Take airline ticket pricing as an example. In this example, the actions taken by the agent – an AI agent, not a human ticketing agent! -- are defined as the price at which a ticket is sold to an individual customer. The states the agent observes are features of the customer such as demographics and previous buying behavior, current inventory of seats and a host of other features representing network-wide information. The model is trained to maximize the total revenue for a particular flight. We cannot simply drop our agent into a ticketing sales system and allow it to learn by altering ticket prices and wreaking havoc on an airline’s profit until it eventually discovers a decent policy. Instead, we ask our agent to learn a pricing policy that maximizes future profits by first providing it with another behavior policy derived from historical data on prior customer interactions and sales, among other things. Indeed, the more relevant data that can be assembled, the better the behavior policy. After the agent learns such a policy, the risk of introducing it into the ticket sales system is greatly reduced. The initial policy learnt can then be refined in the environment through A/B testing that limits enterprise risk and maximizes business results.

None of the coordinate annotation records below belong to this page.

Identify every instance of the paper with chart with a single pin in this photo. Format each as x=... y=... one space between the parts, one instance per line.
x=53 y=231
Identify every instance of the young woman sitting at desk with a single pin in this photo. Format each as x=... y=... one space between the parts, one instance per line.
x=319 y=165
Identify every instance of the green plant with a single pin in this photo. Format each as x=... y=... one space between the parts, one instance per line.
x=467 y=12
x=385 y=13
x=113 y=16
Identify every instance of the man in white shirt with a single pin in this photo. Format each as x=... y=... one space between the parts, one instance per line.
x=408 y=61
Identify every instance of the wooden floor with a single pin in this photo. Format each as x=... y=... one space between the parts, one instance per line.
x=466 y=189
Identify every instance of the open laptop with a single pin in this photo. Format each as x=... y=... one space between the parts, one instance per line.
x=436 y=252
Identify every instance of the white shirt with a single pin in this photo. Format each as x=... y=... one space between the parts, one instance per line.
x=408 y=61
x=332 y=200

Leveraging Deep Q Networks
Figure 2. ANN approximating Q-values
Deep Q Networks (DQN) is a standard off-policy Reinforcement Learning algorithm. DQN is used to learn an action-value function. The action-value function (also known as the Q-function) attempts to accurately approximate the expected return given a state and action (Q-values). The return is defined as the total sum of rewards moving forward from a state and action. Given an optimal action-value function, a policy can easily be derived by simply selecting the action with the largest Q-value for a certain state. In real world problems, the state and action space are large and it becomes infeasible to memorize state-action pairs in a table. So instead of explicitly memorizing pairs, we can utilize ANNs in order to approximate Q-values, which how we use RL and ANNs together to create a powerful solution.
In our airline example, the Q-function would estimate the expected future profits for a given individual customer and an offered ticket price. Here the expected future profits include future ticket purchases by that individual.

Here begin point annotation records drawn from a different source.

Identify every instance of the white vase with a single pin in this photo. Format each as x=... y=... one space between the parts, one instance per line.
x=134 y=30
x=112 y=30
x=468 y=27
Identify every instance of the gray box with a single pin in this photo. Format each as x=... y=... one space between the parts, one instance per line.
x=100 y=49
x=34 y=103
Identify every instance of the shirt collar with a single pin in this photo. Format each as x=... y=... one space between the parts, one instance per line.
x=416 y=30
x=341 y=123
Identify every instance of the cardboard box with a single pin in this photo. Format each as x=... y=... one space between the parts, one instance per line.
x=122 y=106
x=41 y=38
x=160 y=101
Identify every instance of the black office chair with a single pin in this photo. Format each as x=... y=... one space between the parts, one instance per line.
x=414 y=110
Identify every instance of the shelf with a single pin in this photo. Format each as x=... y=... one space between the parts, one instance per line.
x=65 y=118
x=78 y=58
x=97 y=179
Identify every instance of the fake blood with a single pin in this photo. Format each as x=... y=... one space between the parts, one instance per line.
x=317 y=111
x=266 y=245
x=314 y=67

Because it is off-policy, DQN allows us to apply Deep Reinforcement Learning to problems in which we cannot simulate actions. However, the difficulty with using DQN is the algorithm’s assumption that each and every state-action pair has been visited countless times. To overcome this, we consider two approaches. In the first approach we limit the size of the state and action space which will force the model to generalize at a granularity at which coverage is supported by the historical data. While this technique will work, the less granular our state and action space, the more likely we are to lose valuable information resulting in suboptimal policies. This leads to the second approach in which we do not significantly limit the state-action space but rather drive down the Q-values for state-action pairs that have not been visited in the historical data. By doing this, we prevent overestimating the expected future rewards of unseen state-action pairs. This would hopefully result in an agent that stays close to what it has seen while still improving on the performance of the behavior policy.